Test basic understanding of computer vision

Hi there,

I just started learning ML and have been watching some videos on TensorFlow. I just wanted to verbalize what I have learnt in the hopes of making sure I understand the concepts correctly. I would appreciate feedback on my thought process.

In YouTube video Basic Computer Vision with ML (ML Zero to Hero - Part 2) with Laurence Moroney, we explored classifying images.

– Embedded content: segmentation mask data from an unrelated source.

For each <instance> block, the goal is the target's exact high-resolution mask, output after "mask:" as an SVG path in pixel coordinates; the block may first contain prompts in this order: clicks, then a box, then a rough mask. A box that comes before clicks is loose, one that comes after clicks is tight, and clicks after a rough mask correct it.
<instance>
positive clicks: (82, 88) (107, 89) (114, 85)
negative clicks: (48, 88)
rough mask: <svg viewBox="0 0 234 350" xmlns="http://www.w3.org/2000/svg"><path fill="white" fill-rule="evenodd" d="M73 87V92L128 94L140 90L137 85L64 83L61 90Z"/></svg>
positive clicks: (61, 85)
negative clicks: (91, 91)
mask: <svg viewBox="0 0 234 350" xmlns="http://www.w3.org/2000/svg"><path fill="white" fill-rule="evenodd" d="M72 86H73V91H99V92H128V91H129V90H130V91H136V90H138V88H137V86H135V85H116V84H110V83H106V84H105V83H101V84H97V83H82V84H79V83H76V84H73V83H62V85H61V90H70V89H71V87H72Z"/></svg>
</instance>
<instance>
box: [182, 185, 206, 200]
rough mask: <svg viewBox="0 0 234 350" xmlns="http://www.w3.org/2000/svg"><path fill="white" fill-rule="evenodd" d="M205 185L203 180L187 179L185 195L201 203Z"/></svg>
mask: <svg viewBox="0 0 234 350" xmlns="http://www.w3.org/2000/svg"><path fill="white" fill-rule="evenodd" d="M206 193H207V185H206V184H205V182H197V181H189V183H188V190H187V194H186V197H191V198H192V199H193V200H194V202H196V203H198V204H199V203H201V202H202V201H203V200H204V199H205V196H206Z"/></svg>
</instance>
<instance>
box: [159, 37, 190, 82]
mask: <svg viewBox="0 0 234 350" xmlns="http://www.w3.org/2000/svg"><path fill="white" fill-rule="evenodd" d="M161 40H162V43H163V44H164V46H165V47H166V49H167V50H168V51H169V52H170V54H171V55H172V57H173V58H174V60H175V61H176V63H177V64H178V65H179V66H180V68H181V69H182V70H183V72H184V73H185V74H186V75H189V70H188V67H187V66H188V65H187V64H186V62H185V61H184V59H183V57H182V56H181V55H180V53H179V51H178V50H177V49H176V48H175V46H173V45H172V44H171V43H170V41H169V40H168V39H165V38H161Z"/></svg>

The general idea behind doing this I got was as follows:

  1. We take a dataset and associated labels
  2. We feed a point of data (in this case, an image) into a neural network
  3. In this case, we use 128 functions to process the input data and try to achieve the
    data points associated label. The example used was an image of an ankle boot and
    the number 9 as a label.
  4. The functions start off at some random position, and output some number given the
    input data, check it’s congruency with the associated label and then it passes
    that information to the optimizer.
  5. The optimizer decides how to change the rules in the functions before starting another epoch
    and trying again.
  6. The process repeats itself until all epochs have elapsed, getting better each time.
  7. Each output from the model is a value between 1-10, and in this case, we have 10 clothing items
    so it would be 10 instances of probabilities between 1-10 (this is converted to 1 for ease of use)
  8. This essentially means the model is trained and now when we feed images in, it can give us a
    probability that this image is something, by using model.predict(my_images) (although I’m still not
    sure how this method works).

Thanks for reading, any help appreciated.

Michael

Hi @MTelford

Welcome to the TensorFlow Forum!

You mean you have difficulty to understand the prediction part of the model. Actually the softmax activation used in the model converts the datasets logits into probabilities for the image in 10 values as there are 10 labels in the dataset. Here, prediction is an array of 10 numbers. They represent the model’s “confidence” that the image corresponds to each of the 10 different articles of clothing. You can see which label has the highest confidence value is the label of that predicted image.

Please refer to the model prediction section of the mnist image classification for better understanding. You can also check the each methods and APIs functionality by clicking the attached links to those APIs in the same doc. Thank you.